経営の健全性・効率性について
倉敷市の水道事業は,類似団体と比べ料金水準が低いことから,給水収益に関係する指標に関し,相対的に類似団体平均よりも低い数値となっているが,給水原価も低く,かつ,みなし償却制度を適用してこなかった中で黒字を維持しており,効率的な経営の結果が見て取れる。しかしながら,平成30年度は西日本豪雨災害による給水収益減少等の影響もあり,経常収支比率,料金回収率は前年度に比べ減少している。企業債残高対給水収益比率は,類似団体平均が下降している中で,ほぼ横ばい傾向を続けている。本市の企業債残高自体は減少傾向にあるため,給水収益の伸び悩みが影響していると考えられる。ただし,平成30年度は西日本豪雨災害による給水収益の減少の影響が考えられる。有収率が高いことから,漏水量は少なく,現時点で管路の健全性は確保できていると思われる。施設利用率について,平成29年度から向上しているが,これは施設能力の変更に伴うものであり,利用率の低下が継続している状況は変わりない。施設利用率の低下は効率的な経営の阻害要因となるため,施設更新時には規模の縮小を考慮する必要がある。
老朽化の状況について
各指標から,施設の健全性は他団体よりも上回っていると判断される。しかしながら有形固定資産減価償却率及び管路経年化率上昇傾向,管路更新率は減少傾向であることから法定耐用年数での更新が追いついておらず,今後は更新需要が増加すると見込まれる。
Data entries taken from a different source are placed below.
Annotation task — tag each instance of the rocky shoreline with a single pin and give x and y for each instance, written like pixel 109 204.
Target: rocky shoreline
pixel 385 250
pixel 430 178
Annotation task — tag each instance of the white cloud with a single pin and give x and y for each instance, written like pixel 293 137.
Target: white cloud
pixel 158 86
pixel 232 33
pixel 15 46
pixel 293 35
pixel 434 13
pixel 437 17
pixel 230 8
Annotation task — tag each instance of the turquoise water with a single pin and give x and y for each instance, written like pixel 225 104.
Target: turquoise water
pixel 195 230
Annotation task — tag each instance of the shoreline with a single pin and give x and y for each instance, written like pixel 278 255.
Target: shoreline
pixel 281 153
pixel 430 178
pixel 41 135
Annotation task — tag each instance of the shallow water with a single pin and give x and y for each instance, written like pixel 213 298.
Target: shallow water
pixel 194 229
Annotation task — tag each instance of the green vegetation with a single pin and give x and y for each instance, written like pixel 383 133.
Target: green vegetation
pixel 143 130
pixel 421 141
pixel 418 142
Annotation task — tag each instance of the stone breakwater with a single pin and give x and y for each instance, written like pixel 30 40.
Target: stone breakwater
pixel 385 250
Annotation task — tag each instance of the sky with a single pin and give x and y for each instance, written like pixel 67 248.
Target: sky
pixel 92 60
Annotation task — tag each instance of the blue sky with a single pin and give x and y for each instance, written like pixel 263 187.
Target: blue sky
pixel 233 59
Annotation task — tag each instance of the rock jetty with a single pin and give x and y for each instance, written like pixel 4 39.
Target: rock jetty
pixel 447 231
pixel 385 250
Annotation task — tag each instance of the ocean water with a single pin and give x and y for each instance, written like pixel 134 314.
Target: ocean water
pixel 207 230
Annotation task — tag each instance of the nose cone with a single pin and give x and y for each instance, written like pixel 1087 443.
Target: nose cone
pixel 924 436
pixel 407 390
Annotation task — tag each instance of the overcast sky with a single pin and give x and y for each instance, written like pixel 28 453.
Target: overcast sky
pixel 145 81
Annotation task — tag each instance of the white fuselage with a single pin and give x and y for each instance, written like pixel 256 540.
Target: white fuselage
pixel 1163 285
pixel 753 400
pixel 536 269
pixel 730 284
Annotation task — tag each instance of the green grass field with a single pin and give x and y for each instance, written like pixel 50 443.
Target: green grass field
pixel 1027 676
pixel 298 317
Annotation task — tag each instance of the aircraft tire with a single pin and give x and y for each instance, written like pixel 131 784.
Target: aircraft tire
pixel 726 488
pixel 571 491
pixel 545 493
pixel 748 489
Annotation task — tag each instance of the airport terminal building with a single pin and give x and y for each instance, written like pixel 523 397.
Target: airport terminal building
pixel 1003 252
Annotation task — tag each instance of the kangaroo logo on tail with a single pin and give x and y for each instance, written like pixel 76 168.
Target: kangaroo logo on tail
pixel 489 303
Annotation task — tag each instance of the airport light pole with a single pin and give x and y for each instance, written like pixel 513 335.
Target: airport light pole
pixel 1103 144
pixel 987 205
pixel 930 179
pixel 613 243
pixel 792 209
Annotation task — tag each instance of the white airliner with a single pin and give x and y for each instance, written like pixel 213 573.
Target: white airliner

また,安定給水のため水道施設の耐震性を一層向上させるといった観点から,管路を含めた老朽施設の更新を積極的に行っていく必要がある。なお,管路更新率については,データに誤りがあるため,正しいデータを倉敷市水道局ホームページにて公開している。
全体総括
経営状況,施設利用及び老朽度等の各指標から相対的な比較では,経営,施設ともに概ね健全な状況を維持していると判断できる。しかしながら安定給水を維持するためには,老朽化が進行する中で耐震性を向上させる必要があり,さらにはその資金を確保するため収益性の向上を図る必要がある。そのため,平成31年1月1日に水道料金改定を実施した。なお,平成31年4月請求分から新料金となるため,平成30年度の経営比較分析表には反映されていない。